Si potrebbe raccontare come la storia di una giovane ragazza che si divide tra i lavori più disparati per realizzare il suo sogno; oppure una donna che si costruisce una vita lontana dalle convenzioni dell’America degli anni ’30 o ancora, un cuore impavido che diventa una celebrità internazionale. La vita di Amelia Earhart racchiude tante storie in sé, ma sicuramente parla di uno spirito avventuroso che ha segnato più di una generazione sorvolando il cielo sopra l’Oceano Atlantico – prima donna a farlo, prima da passeggera e poi da pilota, e prima persona ad attraversare in aereo sia l’oceano Atlantico che il Pacifico. Scomparsa misteriosamente durante l’ultimo tratto dell’ambizioso volo attorno alla terra nel 1937, viene dichiarata ufficialmente morta nel 1939, ma nonostante la sua tragica fine, il suo mito rimane immortale come quello di un animo indomito e di un’instancabile esploratrice dei cieli.
Amelia Earhart nasce il 24 luglio del 1897 ad Atchison, nel Kansas, dal matrimonio turbolento tra Amelia “Amy” Otis e Edwin Earhart; il padre infatti vorrebbe dare una stabilità economica alla famiglia ma non riesce a tenersi un lavoro e a liberarsi dalla piaga dell’alcolismo. La madre per proteggere Amelia e la sorella Muriel, nei momenti più difficili, le porta a vivere dai nonni. Nonostante gli sforzi per farla crescere come una ragazza per bene dell’upper-middle class, fin da subito Amelia si distingue per la sua indolenza rispetto alle convenzioni e per la passione per i giochi d’avventura e la vita all’aria aperta. A 10 anni i genitori tornano assieme e la famiglia girerà spesso per seguire il padre nei suoi diversi lavori; Amelia cambia quindi frequentemente scuola, facendo fatica a socializzare ma spiccando nelle materie scientifiche e negli sport. Frequenta la Hyde Park High School e, una volta diplomata, ha come unico obiettivo della sua vita quello di diventare autonoma. Qualsiasi cosa, pur di andare avanti con le proprie forze.

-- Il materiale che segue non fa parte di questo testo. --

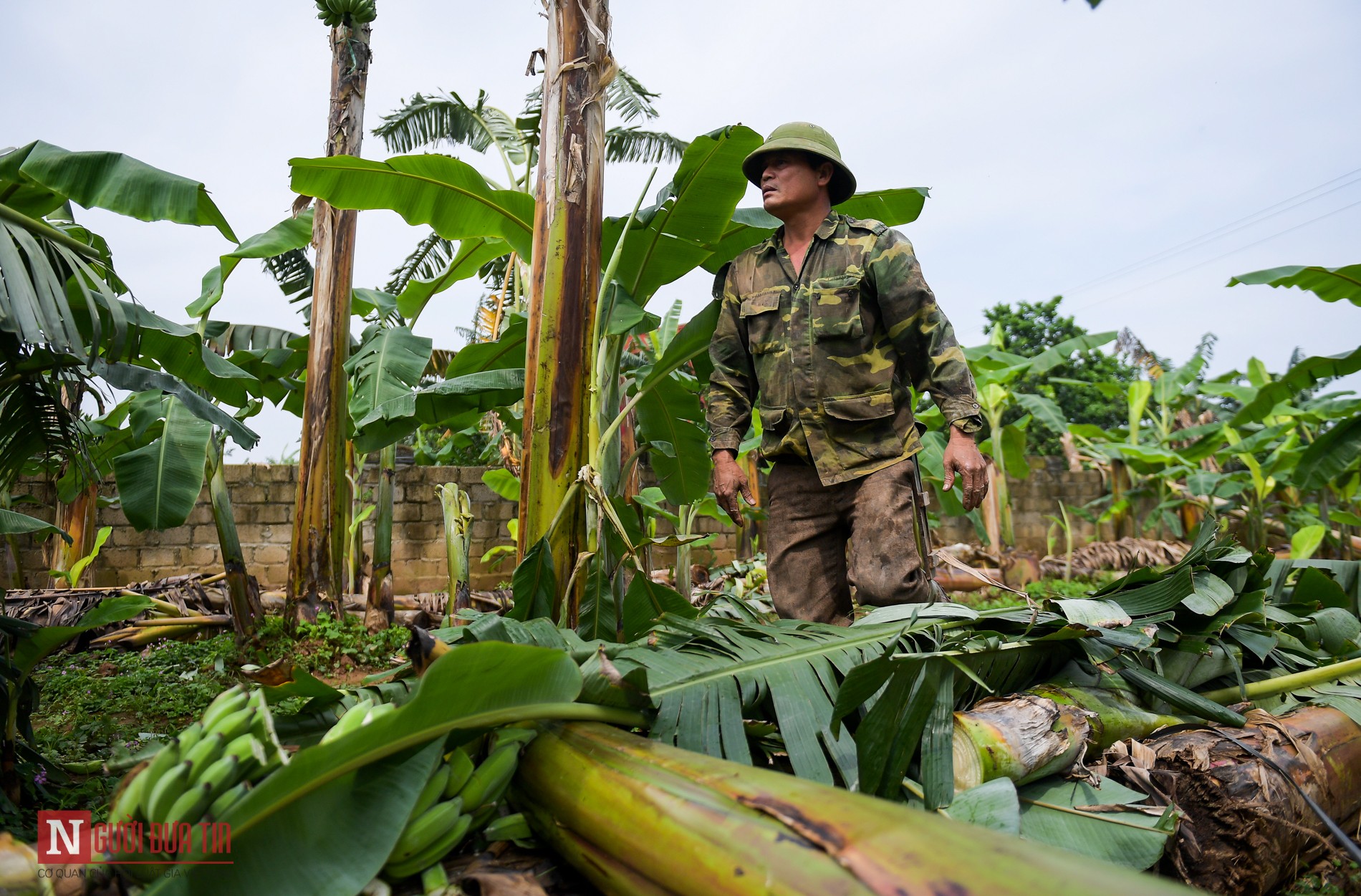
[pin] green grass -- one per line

Dopo aver visto i militari feriti di ritorno dalla Prima Guerra Mondiale, si offre come volontaria per la Croce Rossa; grazie a questa esperienza, matura le sue due grandi passioni: quella per la medicina e quella per l’aviazione. Molti dei feriti infatti sono piloti e quando entra in contatto con questo mondo comincia ad alzare lo sguardo, passando il tempo libero a osservare le esercitazioni degli aviatori. Decide intanto di iscriversi a medicina, nel 1919 la prima volta, e nel 1925 la seconda, ma in entrambi i casi deve abbandonare, per via dei problemi finanziari e famigliari. Nel 1920 però, capisce che la sua strada non è la medicina: partecipa a uno show di aviazione a Long Beach, da passeggera, e non appena atterra realizza che è il volo il suo vero interesse: quella è la sua strada. Si taglia i capelli, si procura i vestiti adatti al mestiere e fa di tutto per guadagnarsi i soldi per andare a lezione dalla pioniera Anita “Neta” Snook; dalla fotografa alla guidatrice di camion, l’importante è guadagnare qualcosa per passare più tempo possibile tra i cieli – e i risultati non si fanno attendere.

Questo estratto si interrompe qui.